I supporti digitali di attivazione cognitiva
Oltre a questo, si hanno anche percorsi personalizzati di attivazione cognitiva tramite supporti digitali. Viene utilizzato un software interattivo di stimolazione cognitiva che dispone di moltissimi esercizi che permettono di riabilitare e potenziare:
- la memoria;
- il linguaggio;
- il calcolo;
- l’attenzione;
- il riconoscimento;
- l’orientamento;
- le funzioni esecutive.
Il software è installato su un tablet o uno smartphone e il paziente può lavorarci anche più volte al giorno. Il neuropsicologo da remoto o in telemedicina può controllare i risultati e valutare se adeguare o incrementare la difficoltà degli esercizi. Attraverso questi percorsi di attivazione cognitiva abbiamo visto molti pazienti migliorare le proprie capacità cognitive, acquistando anche più autonomia” dichiara la dott.ssa Tagliabue.
I gruppi di autoaiuto
“Ci sono inoltre gruppi di autoaiuto dedicati soltanto ai familiari dei malati. Sono sempre supervisionati da uno psicologo o un educatore e le famiglie si confrontano sulle fragilità che emergono nella gestione quotidiana del paziente”, aggiunge la specialista.
L’Alzheimer Cafè
“Infine, iniziative come l’Alzheimer Cafè, un progetto partito all’inizio del 2017 a seguito di un protocollo d’intesa firmato dall’Associazione FeliceMente Segui L’Onda, gli Istituti Clinici Zucchi e l’Amministrazione Comunale del Comune di Carate Brianza.
È uno spazio gratuito dedicato ad attività di stimolo e socializzazione per persone affette da demenze degenerative e i loro familiari - illustra la dott.ssa Tagliabue -.

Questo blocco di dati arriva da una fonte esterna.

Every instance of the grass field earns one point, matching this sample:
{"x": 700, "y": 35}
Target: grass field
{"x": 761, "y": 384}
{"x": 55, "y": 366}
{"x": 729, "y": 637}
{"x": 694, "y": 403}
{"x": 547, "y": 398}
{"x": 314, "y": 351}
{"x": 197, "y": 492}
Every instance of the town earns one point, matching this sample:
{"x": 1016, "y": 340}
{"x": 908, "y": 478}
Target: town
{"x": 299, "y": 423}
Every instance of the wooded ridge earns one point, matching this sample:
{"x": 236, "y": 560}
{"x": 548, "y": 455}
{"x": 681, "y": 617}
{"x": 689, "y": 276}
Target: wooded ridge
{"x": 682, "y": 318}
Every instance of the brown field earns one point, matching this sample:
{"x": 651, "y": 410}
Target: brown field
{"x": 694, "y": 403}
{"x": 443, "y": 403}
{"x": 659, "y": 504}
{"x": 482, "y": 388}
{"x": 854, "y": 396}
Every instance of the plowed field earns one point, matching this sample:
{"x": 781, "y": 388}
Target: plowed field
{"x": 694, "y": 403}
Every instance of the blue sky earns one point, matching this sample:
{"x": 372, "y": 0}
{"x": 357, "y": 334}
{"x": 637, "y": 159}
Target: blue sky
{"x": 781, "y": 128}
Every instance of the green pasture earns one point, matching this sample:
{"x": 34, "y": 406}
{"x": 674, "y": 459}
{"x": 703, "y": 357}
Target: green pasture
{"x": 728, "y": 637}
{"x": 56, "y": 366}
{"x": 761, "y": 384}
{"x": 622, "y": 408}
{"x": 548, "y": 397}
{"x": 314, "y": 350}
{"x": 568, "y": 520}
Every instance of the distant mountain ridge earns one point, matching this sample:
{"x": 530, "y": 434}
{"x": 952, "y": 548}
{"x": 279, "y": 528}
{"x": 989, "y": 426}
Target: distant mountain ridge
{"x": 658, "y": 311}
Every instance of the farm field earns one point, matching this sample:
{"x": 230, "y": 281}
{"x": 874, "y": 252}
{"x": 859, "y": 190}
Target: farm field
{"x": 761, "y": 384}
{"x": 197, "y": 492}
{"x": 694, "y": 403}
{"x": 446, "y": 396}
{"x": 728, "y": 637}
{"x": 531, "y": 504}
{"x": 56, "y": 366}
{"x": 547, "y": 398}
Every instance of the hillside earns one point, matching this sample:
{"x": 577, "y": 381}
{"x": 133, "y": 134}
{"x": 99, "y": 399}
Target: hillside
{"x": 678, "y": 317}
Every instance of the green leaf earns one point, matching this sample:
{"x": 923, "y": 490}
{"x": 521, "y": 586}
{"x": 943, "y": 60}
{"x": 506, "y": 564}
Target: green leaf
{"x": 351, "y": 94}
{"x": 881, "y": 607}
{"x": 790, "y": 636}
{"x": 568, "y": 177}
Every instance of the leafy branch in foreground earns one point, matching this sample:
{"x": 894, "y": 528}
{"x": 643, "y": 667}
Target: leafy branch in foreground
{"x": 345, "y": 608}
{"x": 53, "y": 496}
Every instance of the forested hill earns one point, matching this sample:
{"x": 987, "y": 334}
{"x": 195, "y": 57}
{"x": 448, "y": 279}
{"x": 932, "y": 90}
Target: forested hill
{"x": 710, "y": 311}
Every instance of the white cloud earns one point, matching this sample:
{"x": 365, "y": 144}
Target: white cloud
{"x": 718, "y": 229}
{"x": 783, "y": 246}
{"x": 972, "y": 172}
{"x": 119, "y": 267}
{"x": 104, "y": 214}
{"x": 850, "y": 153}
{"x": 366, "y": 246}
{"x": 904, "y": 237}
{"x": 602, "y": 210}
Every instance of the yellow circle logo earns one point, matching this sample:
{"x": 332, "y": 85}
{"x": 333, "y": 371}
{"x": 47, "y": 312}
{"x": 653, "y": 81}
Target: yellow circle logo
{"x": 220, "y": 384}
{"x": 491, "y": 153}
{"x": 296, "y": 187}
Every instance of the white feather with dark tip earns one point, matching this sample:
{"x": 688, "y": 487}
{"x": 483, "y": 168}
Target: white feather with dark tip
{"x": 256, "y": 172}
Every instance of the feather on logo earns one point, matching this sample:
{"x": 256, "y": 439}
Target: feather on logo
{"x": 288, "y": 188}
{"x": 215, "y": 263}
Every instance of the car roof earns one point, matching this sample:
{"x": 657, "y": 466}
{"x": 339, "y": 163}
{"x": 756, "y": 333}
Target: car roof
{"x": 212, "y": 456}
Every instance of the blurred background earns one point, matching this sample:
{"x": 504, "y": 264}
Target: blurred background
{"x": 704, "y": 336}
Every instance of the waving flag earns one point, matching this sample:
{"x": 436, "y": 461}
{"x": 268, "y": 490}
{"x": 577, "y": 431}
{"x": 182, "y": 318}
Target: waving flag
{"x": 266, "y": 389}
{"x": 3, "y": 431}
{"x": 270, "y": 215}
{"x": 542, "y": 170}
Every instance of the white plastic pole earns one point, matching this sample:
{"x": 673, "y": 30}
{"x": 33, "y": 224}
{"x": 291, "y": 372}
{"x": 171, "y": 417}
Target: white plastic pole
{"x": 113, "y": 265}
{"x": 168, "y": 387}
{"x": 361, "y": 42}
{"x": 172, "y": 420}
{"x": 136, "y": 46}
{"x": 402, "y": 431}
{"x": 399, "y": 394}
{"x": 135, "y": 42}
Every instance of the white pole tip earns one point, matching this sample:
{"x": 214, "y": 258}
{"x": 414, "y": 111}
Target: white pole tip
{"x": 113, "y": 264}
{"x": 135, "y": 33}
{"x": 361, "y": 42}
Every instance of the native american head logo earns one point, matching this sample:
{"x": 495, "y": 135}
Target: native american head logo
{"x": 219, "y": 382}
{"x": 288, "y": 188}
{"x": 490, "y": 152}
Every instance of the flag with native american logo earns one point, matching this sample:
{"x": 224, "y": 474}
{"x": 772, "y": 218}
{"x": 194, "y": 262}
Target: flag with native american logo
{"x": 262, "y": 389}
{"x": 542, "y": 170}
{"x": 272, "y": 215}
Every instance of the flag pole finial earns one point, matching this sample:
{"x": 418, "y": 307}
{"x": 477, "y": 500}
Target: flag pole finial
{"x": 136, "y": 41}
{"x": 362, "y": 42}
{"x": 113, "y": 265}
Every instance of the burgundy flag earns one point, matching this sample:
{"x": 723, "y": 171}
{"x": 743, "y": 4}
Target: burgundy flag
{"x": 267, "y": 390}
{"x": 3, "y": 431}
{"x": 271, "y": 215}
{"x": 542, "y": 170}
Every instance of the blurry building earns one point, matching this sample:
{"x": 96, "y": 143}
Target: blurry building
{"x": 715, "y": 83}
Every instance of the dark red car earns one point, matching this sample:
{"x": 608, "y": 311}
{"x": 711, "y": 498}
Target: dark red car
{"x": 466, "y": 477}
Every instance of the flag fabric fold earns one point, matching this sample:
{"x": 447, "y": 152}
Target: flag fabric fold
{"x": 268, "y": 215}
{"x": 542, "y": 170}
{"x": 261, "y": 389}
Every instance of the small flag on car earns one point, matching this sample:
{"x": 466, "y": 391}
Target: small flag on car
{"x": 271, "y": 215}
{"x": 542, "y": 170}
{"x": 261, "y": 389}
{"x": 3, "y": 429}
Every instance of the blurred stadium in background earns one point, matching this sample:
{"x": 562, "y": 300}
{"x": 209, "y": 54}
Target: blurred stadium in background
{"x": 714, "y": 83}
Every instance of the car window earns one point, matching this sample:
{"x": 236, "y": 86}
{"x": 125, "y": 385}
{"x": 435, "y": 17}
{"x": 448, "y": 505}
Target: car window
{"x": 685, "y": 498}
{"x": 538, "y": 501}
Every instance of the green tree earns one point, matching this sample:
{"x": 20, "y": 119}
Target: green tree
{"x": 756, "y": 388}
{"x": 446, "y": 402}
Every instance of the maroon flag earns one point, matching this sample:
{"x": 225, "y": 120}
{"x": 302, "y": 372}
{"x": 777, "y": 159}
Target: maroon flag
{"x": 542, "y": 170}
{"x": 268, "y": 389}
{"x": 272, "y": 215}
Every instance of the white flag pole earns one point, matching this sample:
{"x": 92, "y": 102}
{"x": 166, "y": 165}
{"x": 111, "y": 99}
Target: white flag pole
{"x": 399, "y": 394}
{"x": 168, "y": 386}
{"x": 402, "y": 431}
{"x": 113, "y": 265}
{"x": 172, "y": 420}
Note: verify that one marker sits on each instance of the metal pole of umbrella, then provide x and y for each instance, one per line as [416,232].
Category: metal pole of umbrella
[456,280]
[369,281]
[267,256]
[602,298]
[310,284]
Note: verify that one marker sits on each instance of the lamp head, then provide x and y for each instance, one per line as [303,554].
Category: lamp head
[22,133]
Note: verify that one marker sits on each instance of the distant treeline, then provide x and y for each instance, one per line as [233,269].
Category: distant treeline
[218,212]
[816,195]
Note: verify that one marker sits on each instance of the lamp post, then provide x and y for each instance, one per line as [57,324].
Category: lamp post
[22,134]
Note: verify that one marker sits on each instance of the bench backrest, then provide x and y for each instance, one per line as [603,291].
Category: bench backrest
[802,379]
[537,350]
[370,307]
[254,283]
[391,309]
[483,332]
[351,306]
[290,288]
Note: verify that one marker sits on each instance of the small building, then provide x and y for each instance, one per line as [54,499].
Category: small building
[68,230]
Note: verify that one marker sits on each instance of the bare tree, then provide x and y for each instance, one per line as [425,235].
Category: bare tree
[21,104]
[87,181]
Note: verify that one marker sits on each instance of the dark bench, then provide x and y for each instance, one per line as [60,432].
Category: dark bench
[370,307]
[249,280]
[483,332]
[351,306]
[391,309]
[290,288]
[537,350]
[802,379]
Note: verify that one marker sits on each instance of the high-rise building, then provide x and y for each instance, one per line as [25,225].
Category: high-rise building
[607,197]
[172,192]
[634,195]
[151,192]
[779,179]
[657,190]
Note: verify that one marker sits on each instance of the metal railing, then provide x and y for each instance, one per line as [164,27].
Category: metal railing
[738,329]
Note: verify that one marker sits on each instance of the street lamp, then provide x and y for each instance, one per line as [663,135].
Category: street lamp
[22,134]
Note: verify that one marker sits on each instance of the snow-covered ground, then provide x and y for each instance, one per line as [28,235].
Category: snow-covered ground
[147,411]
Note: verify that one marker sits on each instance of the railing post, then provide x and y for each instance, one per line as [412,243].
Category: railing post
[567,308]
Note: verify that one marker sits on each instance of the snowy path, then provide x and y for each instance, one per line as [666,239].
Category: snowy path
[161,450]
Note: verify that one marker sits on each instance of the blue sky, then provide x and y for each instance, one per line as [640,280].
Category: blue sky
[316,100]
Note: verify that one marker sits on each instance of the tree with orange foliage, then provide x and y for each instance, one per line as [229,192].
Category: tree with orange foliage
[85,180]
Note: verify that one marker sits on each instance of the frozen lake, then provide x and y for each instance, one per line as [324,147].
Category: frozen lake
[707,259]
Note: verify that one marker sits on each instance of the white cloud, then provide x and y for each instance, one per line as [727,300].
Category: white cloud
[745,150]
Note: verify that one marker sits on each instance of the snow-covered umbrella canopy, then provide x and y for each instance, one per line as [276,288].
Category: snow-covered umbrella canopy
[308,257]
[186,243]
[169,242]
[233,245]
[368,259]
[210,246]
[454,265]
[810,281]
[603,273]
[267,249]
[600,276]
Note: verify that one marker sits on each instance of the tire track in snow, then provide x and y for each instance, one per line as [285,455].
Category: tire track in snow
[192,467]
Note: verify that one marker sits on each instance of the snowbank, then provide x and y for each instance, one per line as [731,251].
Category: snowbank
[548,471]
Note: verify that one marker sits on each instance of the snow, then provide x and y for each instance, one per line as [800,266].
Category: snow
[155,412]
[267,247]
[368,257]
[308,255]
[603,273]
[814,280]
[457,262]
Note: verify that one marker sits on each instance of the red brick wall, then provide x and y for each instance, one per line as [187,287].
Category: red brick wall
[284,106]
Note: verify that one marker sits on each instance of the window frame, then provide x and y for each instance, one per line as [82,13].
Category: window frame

Sono sedute quindicinali dove si organizzano attività in presenza e in contemporanea con i familiari:
- il malato fa terapia di gruppo come danzaterapia, arteterapia, musicoterapia;
- con il familiare si lavora sulla gestione della malattia, sull’approfondimento di tecniche di approccio alla malattia, sulla condivisione di informazioni utili alla cura del malato e alla gestione sociale e amministrativa”.
La medicina narrativa
“Nel 2024 inseriremo all’interno dell’Alzheimer Cafè anche un percorso di medicina narrativa tenuto dalla nostra Psicologa la dott.ssa Federica Peroni. È una metodologia d’intervento clinico-assistenziale basata su una specifica competenza comunicativa il cui fine è la costruzione condivisa di un percorso di cura personalizzato.
Si leggono alcune pagine di un libro o si fanno vedere visionare spezzoni di film e si chiede ai pazienti di condividere il loro vissuto e le loro emozioni su quanto letto o visto. Da questi momenti si apprendono storie di vita che aiutano ad autocurarsi e ad autogestirsi nella quotidianità. È un lavoro trasversale a tutte le fasi della malattia. Nascono spunti interessanti, profondi dove la capacità cognitiva si attiva” dichiara la Prof.ssa Perin.
Maggiore attenzione alla socializzazione, alla prevenzione e all’inclusività
“Oltre a quanto sopra citato per rallentare la progressione della malattia è importante la socializzazione: frequentare i centri diurni offre benefici in termini di progressione della malattia e questo è evidente dai test che somministriamo durante i controlli all’interno dei nostri CDCD”.
Inoltre, arrivando con una riserva sia fisica, sia cognitiva elevata davanti alla senilità, è possibile ritardare la malattia. Sono quindi importanti:
- i controlli periodici;
- l’attività fisica;
- la dieta equilibrata.
Durante questa giornata dedicata all’Alzheimer - conclude la prof.ssa Perin -, il nostro auspicio è che tra qualche anno ci sia un meccanismo che consenta di vivere questa malattia in modo migliore grazie:
- alla prevenzione;
- ai farmaci efficaci;
- a una comunità che supporti la malattia e che sia inclusiva”.